Pro Senectute estime qu’un tiers des actuels 750’000 seniors non-connectés souhaitent s’y mettre. Les cours à domicile, dispensés par des gens de même âge, par des jeunes, ou grâce à l’entourage proche, jugé le plus à même d’apporter l’aide et les conseils nécessaires, rencontrent de plus en plus de succès.
«Il faut aussi placer des ordinateurs dans les endroits ad hoc, précise Martin Odermatt, membre de la direction de Pro Senectute. Ou encore façonner les contenus avec des graphismes intéressants pour les seniors. Nous avons aussi mis en place des ‘Cyberthés’ où les gens peuvent se rencontrer et se lancer.»
Soutien personnel
Depuis dix ans, Pro Senectute offre dans toute la Suisse plus de 2000 cours par an, à 8300 personnes. La Confédération de son côté entend aussi lutter contre la menace de «fracture digitale».
L’Office fédéral de la communication (OFCOM) soutient les acteurs de l’encouragement à internet avec différents réseaux et conférences. «Mais nous cherchons à atteindre tous les exclus potentiels, tant les migrants que les handicapés ou les personnes âgées», précise Charlotte Sgier de Cerf, du bureau de coordination de l’OFCOM.

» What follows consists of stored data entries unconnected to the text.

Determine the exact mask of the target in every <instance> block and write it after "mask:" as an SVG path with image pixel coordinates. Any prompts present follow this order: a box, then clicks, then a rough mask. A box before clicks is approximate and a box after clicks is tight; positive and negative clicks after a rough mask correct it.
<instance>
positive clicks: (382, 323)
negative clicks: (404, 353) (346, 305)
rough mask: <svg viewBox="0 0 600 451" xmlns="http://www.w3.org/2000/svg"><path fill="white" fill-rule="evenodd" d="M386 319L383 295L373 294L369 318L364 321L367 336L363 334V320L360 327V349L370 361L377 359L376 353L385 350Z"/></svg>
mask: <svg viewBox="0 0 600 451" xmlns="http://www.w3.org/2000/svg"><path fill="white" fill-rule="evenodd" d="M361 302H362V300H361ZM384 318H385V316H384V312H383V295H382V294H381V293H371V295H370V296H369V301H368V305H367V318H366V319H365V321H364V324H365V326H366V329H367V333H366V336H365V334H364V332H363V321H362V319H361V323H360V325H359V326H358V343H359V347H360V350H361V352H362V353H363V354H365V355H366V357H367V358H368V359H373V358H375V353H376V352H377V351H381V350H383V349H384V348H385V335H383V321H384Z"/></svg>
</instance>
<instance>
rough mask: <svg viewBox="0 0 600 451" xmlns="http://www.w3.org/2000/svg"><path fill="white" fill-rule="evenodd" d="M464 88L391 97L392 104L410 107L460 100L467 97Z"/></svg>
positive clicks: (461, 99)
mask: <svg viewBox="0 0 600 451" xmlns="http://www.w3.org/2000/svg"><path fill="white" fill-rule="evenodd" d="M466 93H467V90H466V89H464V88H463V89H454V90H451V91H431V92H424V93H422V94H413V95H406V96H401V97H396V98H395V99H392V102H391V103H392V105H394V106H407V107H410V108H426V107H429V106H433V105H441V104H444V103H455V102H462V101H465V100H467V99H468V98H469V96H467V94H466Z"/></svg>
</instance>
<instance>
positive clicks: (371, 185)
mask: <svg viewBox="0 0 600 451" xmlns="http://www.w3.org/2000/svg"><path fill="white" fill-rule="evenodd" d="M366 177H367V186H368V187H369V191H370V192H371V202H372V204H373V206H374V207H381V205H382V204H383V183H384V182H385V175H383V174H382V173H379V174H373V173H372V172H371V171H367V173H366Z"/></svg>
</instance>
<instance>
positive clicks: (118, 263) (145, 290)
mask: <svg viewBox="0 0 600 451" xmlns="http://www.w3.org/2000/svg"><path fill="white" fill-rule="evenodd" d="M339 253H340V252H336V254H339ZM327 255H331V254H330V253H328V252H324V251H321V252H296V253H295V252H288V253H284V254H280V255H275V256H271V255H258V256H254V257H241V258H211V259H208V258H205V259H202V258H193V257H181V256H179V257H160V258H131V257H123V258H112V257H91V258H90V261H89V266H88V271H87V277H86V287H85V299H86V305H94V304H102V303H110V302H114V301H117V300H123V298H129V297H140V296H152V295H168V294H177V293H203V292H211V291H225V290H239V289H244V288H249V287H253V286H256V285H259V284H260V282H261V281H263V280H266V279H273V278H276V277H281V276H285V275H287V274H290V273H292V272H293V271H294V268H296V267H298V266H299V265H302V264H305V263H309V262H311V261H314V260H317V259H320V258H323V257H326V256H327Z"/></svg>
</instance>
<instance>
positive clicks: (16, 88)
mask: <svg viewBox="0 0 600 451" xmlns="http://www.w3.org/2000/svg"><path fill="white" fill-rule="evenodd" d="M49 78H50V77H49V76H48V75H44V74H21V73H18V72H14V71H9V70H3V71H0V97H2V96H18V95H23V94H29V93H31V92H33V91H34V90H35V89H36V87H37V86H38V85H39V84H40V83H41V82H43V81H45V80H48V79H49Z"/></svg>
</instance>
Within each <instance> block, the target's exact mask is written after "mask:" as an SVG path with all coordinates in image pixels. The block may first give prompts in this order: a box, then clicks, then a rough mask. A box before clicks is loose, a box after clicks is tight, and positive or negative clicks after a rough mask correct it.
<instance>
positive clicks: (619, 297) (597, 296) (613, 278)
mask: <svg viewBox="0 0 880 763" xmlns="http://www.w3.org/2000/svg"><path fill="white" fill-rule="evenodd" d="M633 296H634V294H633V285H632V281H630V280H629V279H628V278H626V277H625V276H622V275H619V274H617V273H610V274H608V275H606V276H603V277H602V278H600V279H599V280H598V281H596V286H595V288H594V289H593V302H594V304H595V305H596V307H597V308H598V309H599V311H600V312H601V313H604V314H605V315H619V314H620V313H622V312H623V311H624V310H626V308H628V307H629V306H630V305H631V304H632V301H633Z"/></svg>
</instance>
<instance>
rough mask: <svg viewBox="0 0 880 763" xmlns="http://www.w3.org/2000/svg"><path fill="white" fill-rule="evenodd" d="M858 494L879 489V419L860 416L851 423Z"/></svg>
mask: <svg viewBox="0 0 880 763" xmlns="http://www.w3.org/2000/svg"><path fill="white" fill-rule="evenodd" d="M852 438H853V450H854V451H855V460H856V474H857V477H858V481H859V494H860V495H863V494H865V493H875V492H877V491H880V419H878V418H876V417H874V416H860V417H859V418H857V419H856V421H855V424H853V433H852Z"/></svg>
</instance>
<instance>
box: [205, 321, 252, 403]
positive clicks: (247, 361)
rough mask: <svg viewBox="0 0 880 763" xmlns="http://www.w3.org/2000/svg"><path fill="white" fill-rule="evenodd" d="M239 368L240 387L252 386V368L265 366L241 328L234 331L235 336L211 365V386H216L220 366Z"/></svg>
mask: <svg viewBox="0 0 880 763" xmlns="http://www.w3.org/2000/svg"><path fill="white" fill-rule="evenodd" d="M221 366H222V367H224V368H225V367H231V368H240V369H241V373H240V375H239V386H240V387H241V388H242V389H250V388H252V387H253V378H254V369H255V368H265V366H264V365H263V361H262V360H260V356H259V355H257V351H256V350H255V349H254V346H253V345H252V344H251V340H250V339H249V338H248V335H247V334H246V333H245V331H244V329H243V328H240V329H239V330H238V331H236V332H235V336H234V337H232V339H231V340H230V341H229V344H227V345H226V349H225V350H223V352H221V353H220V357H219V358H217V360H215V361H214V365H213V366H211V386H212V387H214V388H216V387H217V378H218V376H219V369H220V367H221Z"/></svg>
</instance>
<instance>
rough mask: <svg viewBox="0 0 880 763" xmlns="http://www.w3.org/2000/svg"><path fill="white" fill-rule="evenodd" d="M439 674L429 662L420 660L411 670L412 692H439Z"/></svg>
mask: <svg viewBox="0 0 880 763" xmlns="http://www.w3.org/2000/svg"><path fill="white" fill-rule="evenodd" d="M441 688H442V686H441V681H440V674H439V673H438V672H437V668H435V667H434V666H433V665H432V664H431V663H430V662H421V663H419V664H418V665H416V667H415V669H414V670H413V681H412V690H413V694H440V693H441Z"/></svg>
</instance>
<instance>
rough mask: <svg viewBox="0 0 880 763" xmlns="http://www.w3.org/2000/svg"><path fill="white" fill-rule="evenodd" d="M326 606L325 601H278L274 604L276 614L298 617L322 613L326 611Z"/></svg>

Or le soutien personnel est plus efficace que les appareils spéciaux: selon Martin Odermatt, toutes les tentatives de claviers supposés plus ergonomiques ou plus fonctionnels ont échoué. Selon lui, «les grands-parents veulent le même ordinateur branché que leurs petits-enfants…»
Ariane Gigon, Zurich, swissinfo.ch
La première étude scientifique sur l’usage que font – ou ne font pas – les plus de 65 ans d’internet en Suisse a été réalisée auprès de 1105 personnes dans toute la Suisse.
Comme dans toutes les catégories d’âge, internet a progressé ces dernières années chez les aînés , mais moins vite que chez les plus jeunes.
Les non-internautes sont majoritaires chez les plus de 65 ans, tant parmi les femmes (70%) que parmi les hommes (52%).
38% des plus de 65 ans surfent sur internet, mais les différences sont grandes par tranche d’âge:
– 58% des 65-69 ans utilisent la toile,
– 50% des 70-74 ans et
– 17% chez les 80-84 ans,
– 8% des plus de 85 ans.
Parmi les raisons qui empêchent les réfractaires de se connecter figurent, dans l’ordre:
– difficultés d’utilisation (7%)
– efforts d’apprentissage (60%),
– la sécurité, jugée insuffisante (60%),
– les coûts de matériel et d’accès à internet sont jugés trop élevés par un tiers des aînés (deux tiers ne veulent pas dépenser un centime dans ce but).